Anyways if you do the math right, you will still have bad outcomes. Both paying for unnecessary extra months of jail and from crimes committed. Optimal policies do not guarantee success in such an unpredictable environment.

But, done right, the AI system would be fair. Though they have a serious bug - this affects human decision makers - the problem is called “overfitting”. Say the system knows the offender’s name, and figures out that offenders who’s name starts with an “R” are more likely to re-offend. You see, if in reality, over all the criminals in the entire United States, if “names starts with an R” is a reliable metric, then it’s rational to give them a long sentence. But, usually, correlations with variables where there exists no mechanism of linkage are just variations from chance.

Fighting overfitting is doable but it’s a complex problem and this is one reason why the companies selling this software should be required to show their work.

The goal with most of these AI assessments is to take the prejudiced human equation out of the system as much as possible and to reduce recidivism. In a law and order culture like the US with a “lock 'em up and throw away the key” mentality, these systems are actually very progressive. They reward treatment and encourage rehabilitation.

The ORAS seems to be catching on. I know the Parole Board in Alabama implemented it, and the Courts and state prison system are in the process of implementing it as well. It wasn’t designed by a corporation, but by researchers at the University of Cincinnati.

The goal is to reduce recidivism, and my impression is that the results have been positive, though I haven’t looked up the data for myself.

However, it’s far from fool proof as this story will attest to. This guy was released under ORAS.

I think this is one of the potential advantages of an AI system; it will be objective. A computer will only give outputs based on the data it’s programmed to evaluate. It’s not going to introduce any subconscious prejudices into its conclusions. It’s not going to treat black people differently than white people or men different than women.

Now I’ll grant that you could program an AI system to be prejudiced. But it would have to be done deliberately; a computer is not going to develop prejudices on its own.
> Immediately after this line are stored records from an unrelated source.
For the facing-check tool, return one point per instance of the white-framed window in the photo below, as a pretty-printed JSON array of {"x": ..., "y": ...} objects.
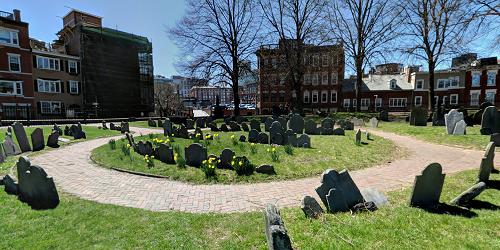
[
  {"x": 333, "y": 96},
  {"x": 306, "y": 96},
  {"x": 315, "y": 96},
  {"x": 324, "y": 96},
  {"x": 50, "y": 107},
  {"x": 476, "y": 79},
  {"x": 14, "y": 62},
  {"x": 72, "y": 67},
  {"x": 11, "y": 87},
  {"x": 47, "y": 63},
  {"x": 347, "y": 103},
  {"x": 397, "y": 102},
  {"x": 9, "y": 36},
  {"x": 73, "y": 87},
  {"x": 418, "y": 101},
  {"x": 492, "y": 77},
  {"x": 454, "y": 99},
  {"x": 49, "y": 86}
]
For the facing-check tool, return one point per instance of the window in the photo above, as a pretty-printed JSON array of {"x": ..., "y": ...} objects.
[
  {"x": 418, "y": 101},
  {"x": 397, "y": 102},
  {"x": 11, "y": 88},
  {"x": 14, "y": 63},
  {"x": 47, "y": 63},
  {"x": 49, "y": 86},
  {"x": 492, "y": 77},
  {"x": 476, "y": 79},
  {"x": 72, "y": 67},
  {"x": 454, "y": 99},
  {"x": 333, "y": 97},
  {"x": 73, "y": 87},
  {"x": 347, "y": 103},
  {"x": 315, "y": 97},
  {"x": 419, "y": 84},
  {"x": 50, "y": 107},
  {"x": 9, "y": 37}
]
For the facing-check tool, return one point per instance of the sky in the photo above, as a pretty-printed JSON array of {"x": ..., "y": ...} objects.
[{"x": 149, "y": 18}]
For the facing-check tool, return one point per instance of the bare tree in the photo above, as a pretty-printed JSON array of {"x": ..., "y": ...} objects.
[
  {"x": 366, "y": 28},
  {"x": 216, "y": 36},
  {"x": 295, "y": 23}
]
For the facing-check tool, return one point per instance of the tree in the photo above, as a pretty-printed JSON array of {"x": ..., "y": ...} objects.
[
  {"x": 295, "y": 23},
  {"x": 366, "y": 28},
  {"x": 216, "y": 36}
]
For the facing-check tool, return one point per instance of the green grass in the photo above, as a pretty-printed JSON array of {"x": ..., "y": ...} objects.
[
  {"x": 79, "y": 224},
  {"x": 473, "y": 139},
  {"x": 337, "y": 152}
]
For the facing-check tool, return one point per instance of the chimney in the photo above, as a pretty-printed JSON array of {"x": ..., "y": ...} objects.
[{"x": 17, "y": 15}]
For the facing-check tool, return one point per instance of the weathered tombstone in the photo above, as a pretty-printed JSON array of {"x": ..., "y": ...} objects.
[
  {"x": 22, "y": 138},
  {"x": 311, "y": 207},
  {"x": 35, "y": 187},
  {"x": 37, "y": 139},
  {"x": 337, "y": 191},
  {"x": 195, "y": 154},
  {"x": 226, "y": 157},
  {"x": 427, "y": 187},
  {"x": 276, "y": 234}
]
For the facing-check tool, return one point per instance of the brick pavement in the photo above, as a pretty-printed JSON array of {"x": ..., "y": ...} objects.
[{"x": 74, "y": 173}]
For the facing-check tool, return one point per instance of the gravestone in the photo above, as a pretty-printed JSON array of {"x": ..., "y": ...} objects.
[
  {"x": 451, "y": 119},
  {"x": 427, "y": 187},
  {"x": 311, "y": 207},
  {"x": 53, "y": 140},
  {"x": 337, "y": 191},
  {"x": 35, "y": 187},
  {"x": 22, "y": 138},
  {"x": 276, "y": 234},
  {"x": 195, "y": 154},
  {"x": 37, "y": 139}
]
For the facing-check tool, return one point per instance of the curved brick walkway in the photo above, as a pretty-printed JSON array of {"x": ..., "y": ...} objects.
[{"x": 74, "y": 173}]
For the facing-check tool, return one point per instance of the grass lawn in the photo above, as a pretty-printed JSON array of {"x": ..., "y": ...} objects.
[
  {"x": 337, "y": 152},
  {"x": 473, "y": 139},
  {"x": 79, "y": 224}
]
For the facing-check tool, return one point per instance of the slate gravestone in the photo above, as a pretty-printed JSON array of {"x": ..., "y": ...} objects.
[
  {"x": 263, "y": 138},
  {"x": 165, "y": 154},
  {"x": 296, "y": 124},
  {"x": 487, "y": 163},
  {"x": 276, "y": 234},
  {"x": 311, "y": 207},
  {"x": 337, "y": 191},
  {"x": 22, "y": 138},
  {"x": 451, "y": 119},
  {"x": 37, "y": 139},
  {"x": 490, "y": 122},
  {"x": 225, "y": 158},
  {"x": 304, "y": 141},
  {"x": 253, "y": 136},
  {"x": 53, "y": 140},
  {"x": 418, "y": 116},
  {"x": 427, "y": 187},
  {"x": 255, "y": 124},
  {"x": 35, "y": 187},
  {"x": 374, "y": 122},
  {"x": 310, "y": 127},
  {"x": 195, "y": 154}
]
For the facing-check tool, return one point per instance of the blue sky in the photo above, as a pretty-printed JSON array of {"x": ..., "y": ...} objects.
[{"x": 150, "y": 18}]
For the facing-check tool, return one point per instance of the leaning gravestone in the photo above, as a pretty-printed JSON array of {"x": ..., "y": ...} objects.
[
  {"x": 427, "y": 187},
  {"x": 195, "y": 154},
  {"x": 337, "y": 191},
  {"x": 37, "y": 139},
  {"x": 35, "y": 187},
  {"x": 22, "y": 138}
]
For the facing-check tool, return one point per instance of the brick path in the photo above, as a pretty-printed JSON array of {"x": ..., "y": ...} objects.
[{"x": 74, "y": 173}]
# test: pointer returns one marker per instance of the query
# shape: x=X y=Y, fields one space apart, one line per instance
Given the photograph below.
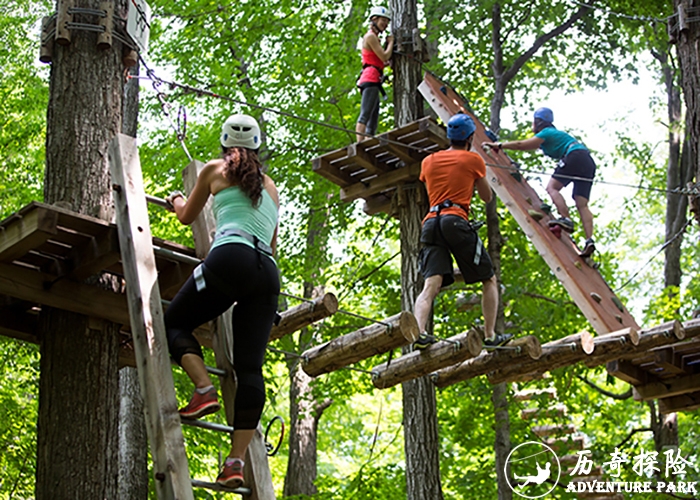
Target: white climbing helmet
x=380 y=12
x=240 y=131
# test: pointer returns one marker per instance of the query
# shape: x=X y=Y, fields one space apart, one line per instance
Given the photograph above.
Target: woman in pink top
x=374 y=58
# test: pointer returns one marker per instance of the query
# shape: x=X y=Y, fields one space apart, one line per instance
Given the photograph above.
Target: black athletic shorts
x=455 y=236
x=577 y=164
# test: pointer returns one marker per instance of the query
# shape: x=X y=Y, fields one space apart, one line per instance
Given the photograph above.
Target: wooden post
x=419 y=363
x=147 y=326
x=399 y=330
x=257 y=470
x=303 y=315
x=519 y=350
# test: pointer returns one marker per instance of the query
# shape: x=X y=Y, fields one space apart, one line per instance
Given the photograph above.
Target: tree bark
x=78 y=386
x=419 y=404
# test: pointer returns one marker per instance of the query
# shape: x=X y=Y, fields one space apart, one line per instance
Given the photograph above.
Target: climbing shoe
x=424 y=340
x=588 y=248
x=231 y=476
x=564 y=222
x=499 y=340
x=201 y=405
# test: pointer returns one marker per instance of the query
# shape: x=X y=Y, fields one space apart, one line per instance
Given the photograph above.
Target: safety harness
x=474 y=226
x=201 y=270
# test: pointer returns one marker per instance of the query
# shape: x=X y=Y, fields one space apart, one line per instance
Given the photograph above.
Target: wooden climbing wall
x=587 y=288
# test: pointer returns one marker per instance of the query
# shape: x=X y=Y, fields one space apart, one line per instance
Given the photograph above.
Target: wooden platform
x=670 y=374
x=46 y=253
x=372 y=169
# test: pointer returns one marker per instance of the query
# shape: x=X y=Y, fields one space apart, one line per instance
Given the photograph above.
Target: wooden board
x=579 y=279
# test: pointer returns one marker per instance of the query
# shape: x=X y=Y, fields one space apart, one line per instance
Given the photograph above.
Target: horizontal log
x=684 y=402
x=520 y=349
x=399 y=330
x=555 y=354
x=301 y=316
x=419 y=363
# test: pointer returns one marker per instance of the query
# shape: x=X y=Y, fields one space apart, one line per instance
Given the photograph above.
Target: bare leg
x=360 y=128
x=586 y=215
x=489 y=306
x=424 y=302
x=239 y=443
x=194 y=367
x=554 y=189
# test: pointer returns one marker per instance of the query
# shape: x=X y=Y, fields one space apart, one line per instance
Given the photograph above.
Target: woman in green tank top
x=239 y=269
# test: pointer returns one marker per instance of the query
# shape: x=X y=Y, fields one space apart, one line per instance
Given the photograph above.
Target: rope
x=662 y=248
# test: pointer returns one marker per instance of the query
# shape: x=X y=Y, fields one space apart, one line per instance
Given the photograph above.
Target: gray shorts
x=457 y=238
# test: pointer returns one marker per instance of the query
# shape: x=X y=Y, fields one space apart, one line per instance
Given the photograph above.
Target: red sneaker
x=231 y=475
x=201 y=404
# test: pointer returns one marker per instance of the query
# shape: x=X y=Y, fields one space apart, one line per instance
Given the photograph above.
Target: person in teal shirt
x=240 y=269
x=575 y=164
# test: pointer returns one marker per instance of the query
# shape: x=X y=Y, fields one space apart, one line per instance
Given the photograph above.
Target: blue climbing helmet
x=544 y=114
x=460 y=127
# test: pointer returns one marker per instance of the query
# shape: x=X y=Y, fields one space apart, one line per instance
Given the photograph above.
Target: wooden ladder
x=163 y=421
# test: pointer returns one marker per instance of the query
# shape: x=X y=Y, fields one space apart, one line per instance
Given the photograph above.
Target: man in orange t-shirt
x=450 y=178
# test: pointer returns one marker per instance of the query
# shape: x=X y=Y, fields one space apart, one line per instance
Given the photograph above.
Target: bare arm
x=524 y=145
x=372 y=42
x=270 y=187
x=188 y=209
x=484 y=190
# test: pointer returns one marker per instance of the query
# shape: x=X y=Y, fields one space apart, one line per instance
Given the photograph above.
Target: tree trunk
x=304 y=410
x=419 y=404
x=78 y=386
x=688 y=49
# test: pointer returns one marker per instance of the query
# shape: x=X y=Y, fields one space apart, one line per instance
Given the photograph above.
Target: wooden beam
x=381 y=183
x=684 y=402
x=325 y=169
x=147 y=326
x=669 y=387
x=517 y=351
x=627 y=372
x=555 y=354
x=26 y=232
x=419 y=363
x=357 y=153
x=397 y=331
x=301 y=316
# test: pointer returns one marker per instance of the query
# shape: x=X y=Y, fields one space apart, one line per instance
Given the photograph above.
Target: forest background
x=302 y=58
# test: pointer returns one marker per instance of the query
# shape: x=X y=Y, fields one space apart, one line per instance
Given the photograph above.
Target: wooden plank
x=627 y=371
x=561 y=254
x=26 y=232
x=380 y=183
x=37 y=287
x=669 y=388
x=397 y=331
x=324 y=168
x=684 y=402
x=419 y=363
x=257 y=474
x=147 y=326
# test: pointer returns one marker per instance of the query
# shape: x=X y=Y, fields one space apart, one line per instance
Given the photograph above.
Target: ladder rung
x=212 y=426
x=171 y=254
x=217 y=487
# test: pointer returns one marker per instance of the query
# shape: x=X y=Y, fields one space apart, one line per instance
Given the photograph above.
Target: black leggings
x=252 y=282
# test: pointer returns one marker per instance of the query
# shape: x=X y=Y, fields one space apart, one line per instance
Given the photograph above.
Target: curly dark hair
x=243 y=168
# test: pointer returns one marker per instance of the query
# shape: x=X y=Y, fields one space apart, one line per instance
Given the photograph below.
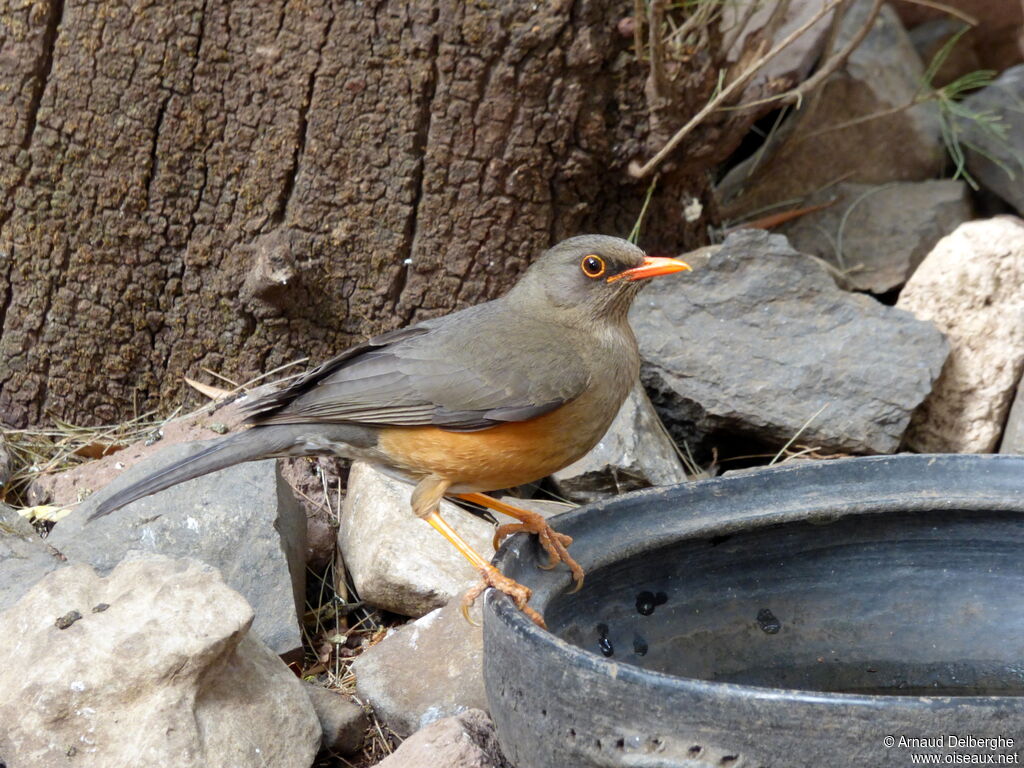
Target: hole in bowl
x=904 y=604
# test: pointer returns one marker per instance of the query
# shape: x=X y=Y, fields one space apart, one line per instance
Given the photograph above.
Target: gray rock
x=468 y=740
x=812 y=148
x=1013 y=435
x=876 y=237
x=972 y=288
x=997 y=163
x=759 y=339
x=25 y=558
x=396 y=560
x=6 y=462
x=635 y=453
x=155 y=666
x=343 y=722
x=243 y=520
x=425 y=671
x=795 y=61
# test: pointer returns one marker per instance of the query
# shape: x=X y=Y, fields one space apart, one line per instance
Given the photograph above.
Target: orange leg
x=554 y=544
x=426 y=498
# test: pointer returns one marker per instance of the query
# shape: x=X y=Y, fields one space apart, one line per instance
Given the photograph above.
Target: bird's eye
x=593 y=265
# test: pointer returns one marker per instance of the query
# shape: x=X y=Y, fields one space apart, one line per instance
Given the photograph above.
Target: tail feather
x=258 y=442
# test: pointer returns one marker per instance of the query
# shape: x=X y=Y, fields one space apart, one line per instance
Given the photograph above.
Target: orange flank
x=500 y=457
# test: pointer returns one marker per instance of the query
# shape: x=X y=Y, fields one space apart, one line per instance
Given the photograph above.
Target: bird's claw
x=492 y=577
x=555 y=544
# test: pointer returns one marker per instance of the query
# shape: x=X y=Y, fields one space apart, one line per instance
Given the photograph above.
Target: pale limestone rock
x=152 y=666
x=971 y=286
x=468 y=740
x=430 y=669
x=397 y=561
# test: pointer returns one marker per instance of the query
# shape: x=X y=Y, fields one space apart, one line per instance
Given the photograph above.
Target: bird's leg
x=426 y=500
x=554 y=544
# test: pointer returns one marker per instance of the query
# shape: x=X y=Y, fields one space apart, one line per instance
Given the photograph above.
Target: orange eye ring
x=592 y=265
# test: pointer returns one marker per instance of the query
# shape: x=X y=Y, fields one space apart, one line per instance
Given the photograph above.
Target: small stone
x=343 y=722
x=25 y=558
x=396 y=560
x=971 y=286
x=170 y=675
x=67 y=620
x=468 y=740
x=876 y=236
x=427 y=670
x=826 y=139
x=243 y=520
x=635 y=453
x=760 y=344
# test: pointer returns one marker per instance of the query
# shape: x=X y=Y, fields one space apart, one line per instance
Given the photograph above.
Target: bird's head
x=592 y=276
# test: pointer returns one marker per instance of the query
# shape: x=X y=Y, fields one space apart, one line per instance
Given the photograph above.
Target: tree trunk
x=235 y=185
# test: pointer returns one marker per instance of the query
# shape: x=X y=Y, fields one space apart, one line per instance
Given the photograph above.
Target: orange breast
x=501 y=457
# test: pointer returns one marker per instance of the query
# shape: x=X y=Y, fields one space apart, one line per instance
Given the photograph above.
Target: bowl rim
x=499 y=607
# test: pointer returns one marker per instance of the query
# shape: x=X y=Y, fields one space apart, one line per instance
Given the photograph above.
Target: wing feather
x=459 y=373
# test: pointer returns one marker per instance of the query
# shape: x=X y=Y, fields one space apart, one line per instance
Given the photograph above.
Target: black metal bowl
x=808 y=614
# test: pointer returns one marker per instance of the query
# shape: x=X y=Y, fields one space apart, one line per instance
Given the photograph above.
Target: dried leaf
x=214 y=393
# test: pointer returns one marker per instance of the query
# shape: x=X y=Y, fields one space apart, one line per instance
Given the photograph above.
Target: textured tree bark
x=233 y=185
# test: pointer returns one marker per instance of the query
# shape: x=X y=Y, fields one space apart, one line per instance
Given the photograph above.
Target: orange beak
x=651 y=267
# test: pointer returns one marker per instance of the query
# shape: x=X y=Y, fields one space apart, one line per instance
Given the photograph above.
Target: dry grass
x=336 y=629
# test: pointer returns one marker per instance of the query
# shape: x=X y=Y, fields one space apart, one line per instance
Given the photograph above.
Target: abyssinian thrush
x=488 y=397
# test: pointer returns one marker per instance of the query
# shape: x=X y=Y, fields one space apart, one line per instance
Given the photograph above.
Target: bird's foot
x=492 y=577
x=555 y=544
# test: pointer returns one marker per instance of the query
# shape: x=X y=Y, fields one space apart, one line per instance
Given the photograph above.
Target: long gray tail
x=257 y=442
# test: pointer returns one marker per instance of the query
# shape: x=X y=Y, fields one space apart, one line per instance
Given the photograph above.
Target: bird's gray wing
x=464 y=372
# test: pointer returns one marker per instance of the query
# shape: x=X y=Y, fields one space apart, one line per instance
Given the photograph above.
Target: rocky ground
x=297 y=613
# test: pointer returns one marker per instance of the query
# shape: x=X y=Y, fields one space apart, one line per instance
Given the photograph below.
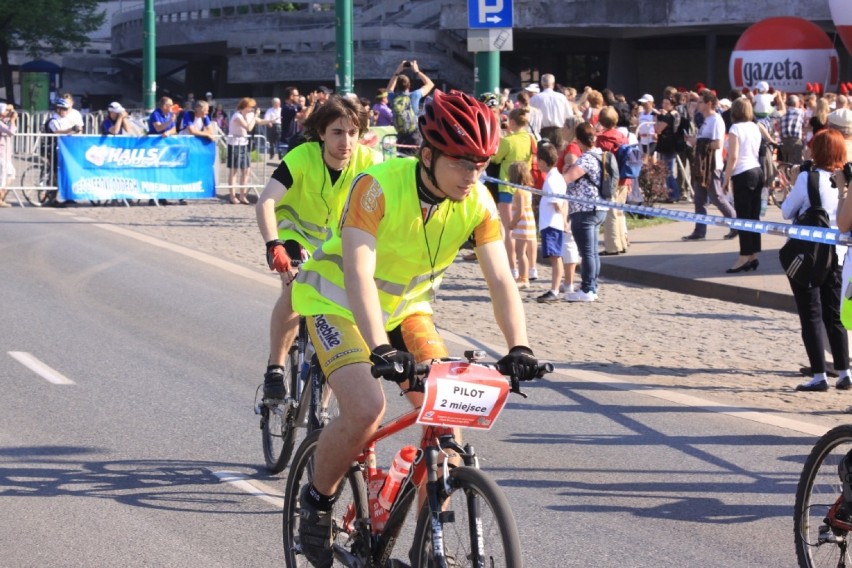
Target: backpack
x=629 y=158
x=609 y=175
x=807 y=263
x=404 y=117
x=537 y=175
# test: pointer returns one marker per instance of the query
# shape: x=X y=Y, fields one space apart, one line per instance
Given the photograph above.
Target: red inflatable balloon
x=786 y=53
x=841 y=14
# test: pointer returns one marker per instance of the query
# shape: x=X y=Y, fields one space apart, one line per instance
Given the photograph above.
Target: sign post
x=489 y=32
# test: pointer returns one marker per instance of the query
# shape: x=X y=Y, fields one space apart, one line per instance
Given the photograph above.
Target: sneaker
x=547 y=297
x=580 y=296
x=273 y=384
x=314 y=532
x=821 y=386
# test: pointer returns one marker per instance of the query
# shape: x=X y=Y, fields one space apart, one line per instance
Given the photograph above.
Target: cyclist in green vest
x=367 y=291
x=300 y=206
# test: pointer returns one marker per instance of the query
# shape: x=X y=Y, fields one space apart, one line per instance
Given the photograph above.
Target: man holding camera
x=8 y=128
x=405 y=105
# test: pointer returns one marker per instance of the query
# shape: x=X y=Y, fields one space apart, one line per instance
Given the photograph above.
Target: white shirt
x=554 y=107
x=548 y=216
x=713 y=128
x=75 y=118
x=748 y=135
x=798 y=202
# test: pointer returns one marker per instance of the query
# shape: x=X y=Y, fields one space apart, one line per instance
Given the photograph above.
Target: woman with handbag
x=819 y=305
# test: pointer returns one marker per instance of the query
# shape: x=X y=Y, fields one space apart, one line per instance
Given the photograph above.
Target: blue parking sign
x=489 y=14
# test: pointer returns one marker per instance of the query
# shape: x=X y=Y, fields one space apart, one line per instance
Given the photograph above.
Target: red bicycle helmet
x=458 y=125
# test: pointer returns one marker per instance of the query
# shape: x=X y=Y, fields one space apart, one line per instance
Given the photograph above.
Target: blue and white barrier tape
x=813 y=234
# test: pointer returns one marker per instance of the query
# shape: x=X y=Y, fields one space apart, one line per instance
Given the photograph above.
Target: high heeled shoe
x=745 y=267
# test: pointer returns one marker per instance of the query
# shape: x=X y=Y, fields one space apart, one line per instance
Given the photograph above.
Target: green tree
x=43 y=27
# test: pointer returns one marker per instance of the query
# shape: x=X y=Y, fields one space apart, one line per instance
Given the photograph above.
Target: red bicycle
x=465 y=518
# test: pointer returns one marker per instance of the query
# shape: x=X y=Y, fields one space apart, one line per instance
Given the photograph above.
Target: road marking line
x=252 y=487
x=587 y=376
x=39 y=368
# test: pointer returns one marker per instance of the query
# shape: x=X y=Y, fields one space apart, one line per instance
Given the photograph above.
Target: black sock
x=318 y=500
x=270 y=368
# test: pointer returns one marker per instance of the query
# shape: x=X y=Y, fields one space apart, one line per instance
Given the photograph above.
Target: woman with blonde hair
x=242 y=122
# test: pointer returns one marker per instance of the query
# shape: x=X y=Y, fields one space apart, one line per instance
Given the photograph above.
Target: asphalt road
x=129 y=462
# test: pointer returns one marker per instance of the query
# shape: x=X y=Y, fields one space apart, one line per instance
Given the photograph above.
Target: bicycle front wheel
x=37 y=176
x=350 y=503
x=819 y=488
x=477 y=522
x=279 y=420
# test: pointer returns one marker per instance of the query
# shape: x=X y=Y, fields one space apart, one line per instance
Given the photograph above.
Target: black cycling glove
x=519 y=363
x=397 y=366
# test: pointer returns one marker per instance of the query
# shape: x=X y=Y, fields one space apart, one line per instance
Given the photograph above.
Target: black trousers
x=821 y=307
x=748 y=186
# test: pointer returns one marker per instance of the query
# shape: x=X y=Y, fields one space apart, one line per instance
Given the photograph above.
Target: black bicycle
x=464 y=518
x=308 y=403
x=822 y=522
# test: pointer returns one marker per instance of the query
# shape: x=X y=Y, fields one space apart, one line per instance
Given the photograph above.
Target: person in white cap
x=114 y=122
x=535 y=115
x=763 y=100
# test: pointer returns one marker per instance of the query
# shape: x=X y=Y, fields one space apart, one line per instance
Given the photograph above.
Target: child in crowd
x=551 y=218
x=523 y=222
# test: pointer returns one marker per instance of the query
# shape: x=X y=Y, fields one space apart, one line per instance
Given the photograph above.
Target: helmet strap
x=427 y=195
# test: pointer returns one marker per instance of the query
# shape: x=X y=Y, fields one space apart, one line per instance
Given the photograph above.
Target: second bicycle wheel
x=350 y=503
x=478 y=525
x=278 y=420
x=818 y=490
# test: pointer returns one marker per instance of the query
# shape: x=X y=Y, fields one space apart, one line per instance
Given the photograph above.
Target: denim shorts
x=552 y=241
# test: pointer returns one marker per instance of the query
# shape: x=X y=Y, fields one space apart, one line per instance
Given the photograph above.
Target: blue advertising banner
x=128 y=167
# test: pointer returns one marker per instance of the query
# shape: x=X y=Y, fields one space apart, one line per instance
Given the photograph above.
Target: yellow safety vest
x=310 y=210
x=407 y=270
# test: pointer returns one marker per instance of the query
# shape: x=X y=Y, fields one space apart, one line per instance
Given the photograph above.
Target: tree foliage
x=43 y=27
x=48 y=26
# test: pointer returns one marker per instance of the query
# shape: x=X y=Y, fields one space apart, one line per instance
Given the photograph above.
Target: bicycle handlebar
x=422 y=371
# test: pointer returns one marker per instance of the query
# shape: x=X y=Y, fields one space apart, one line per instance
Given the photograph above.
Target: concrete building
x=248 y=47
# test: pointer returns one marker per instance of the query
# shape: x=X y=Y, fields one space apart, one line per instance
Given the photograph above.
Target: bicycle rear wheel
x=278 y=421
x=474 y=513
x=37 y=176
x=350 y=504
x=818 y=490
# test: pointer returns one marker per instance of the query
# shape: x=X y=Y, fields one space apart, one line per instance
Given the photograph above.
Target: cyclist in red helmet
x=367 y=291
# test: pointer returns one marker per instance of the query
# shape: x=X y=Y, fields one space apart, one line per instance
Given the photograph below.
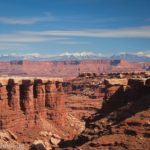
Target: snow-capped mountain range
x=132 y=57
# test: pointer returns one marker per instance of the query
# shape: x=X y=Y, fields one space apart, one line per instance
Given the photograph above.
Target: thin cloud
x=134 y=32
x=26 y=21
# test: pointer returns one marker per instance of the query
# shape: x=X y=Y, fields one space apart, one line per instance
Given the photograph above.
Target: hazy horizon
x=55 y=27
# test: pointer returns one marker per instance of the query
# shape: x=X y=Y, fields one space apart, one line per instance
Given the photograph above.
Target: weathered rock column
x=27 y=99
x=56 y=103
x=13 y=95
x=39 y=94
x=3 y=96
x=3 y=103
x=50 y=95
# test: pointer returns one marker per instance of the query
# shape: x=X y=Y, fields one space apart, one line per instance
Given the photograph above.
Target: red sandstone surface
x=65 y=69
x=48 y=113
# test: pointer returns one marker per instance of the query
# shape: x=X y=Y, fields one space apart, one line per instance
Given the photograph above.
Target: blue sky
x=59 y=26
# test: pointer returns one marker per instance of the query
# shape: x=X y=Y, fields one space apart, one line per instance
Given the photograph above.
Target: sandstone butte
x=23 y=101
x=122 y=114
x=67 y=69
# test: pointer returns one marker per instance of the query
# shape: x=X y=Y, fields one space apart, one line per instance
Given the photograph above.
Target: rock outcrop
x=124 y=117
x=24 y=101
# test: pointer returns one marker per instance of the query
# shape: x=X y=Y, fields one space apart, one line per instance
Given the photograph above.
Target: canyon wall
x=24 y=102
x=64 y=69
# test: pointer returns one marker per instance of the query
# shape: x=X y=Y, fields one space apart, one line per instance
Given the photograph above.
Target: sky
x=57 y=26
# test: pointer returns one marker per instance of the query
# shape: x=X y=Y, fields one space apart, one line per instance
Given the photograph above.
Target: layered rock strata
x=24 y=101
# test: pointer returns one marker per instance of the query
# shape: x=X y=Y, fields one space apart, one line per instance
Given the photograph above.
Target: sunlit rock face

And I feel that most prejudices would be screened out by the programming. Most prejudices are subconscious; very few people believe that they act based on them. So when people are programming in standards, they would use the impartial standards they believe they have rather than the biased standards they actually use in life. The AI system would then apply those better standards in the real world. A computer would mimic what we aspire to be rather than what we actually are.

The law is distinct from justice.

It seems absolutely fine to me to use systems to monitor post-facto to help consistency, prevent corruption, and so on, and for the data to be used in training sessions and the like, but live is another matter entirely. I don’t want our society to become Megacity 1 where perps are cubed simply because they are likely to be criminals.

Justice is a human matter and should remain in the control of humans.

I think this is the point septimus is trying to make. There seems to be no oversight of the programming criteria. Just because a program is objective about HOW it judges the criteria doesn’t mean that the criteria being used to judge is objective. And as Doctor Jackson asks, what do we know about how these programs are doing so far? And I’ll ask: is it right to subject vulnerable people to the “shaking out” process?

Just because something has the potential to be a highly useful tool doesn’t mean it currently is!

mc

The inputs are deliberate. Prejudice may not be, but can still happen with the right (or wrong) inputs. For instance, if poor people are more likely to have certain police interactions, say due to living in a more heavily policed area or being more likely to be stopped, and those interactions count against you, that’s a potential problem. Or if the questions are proxies for race or class.

Per the interview I linked to above:

All of this should be avoidable, but some of the questions are already iffy, and we often can’t examine the algorithms.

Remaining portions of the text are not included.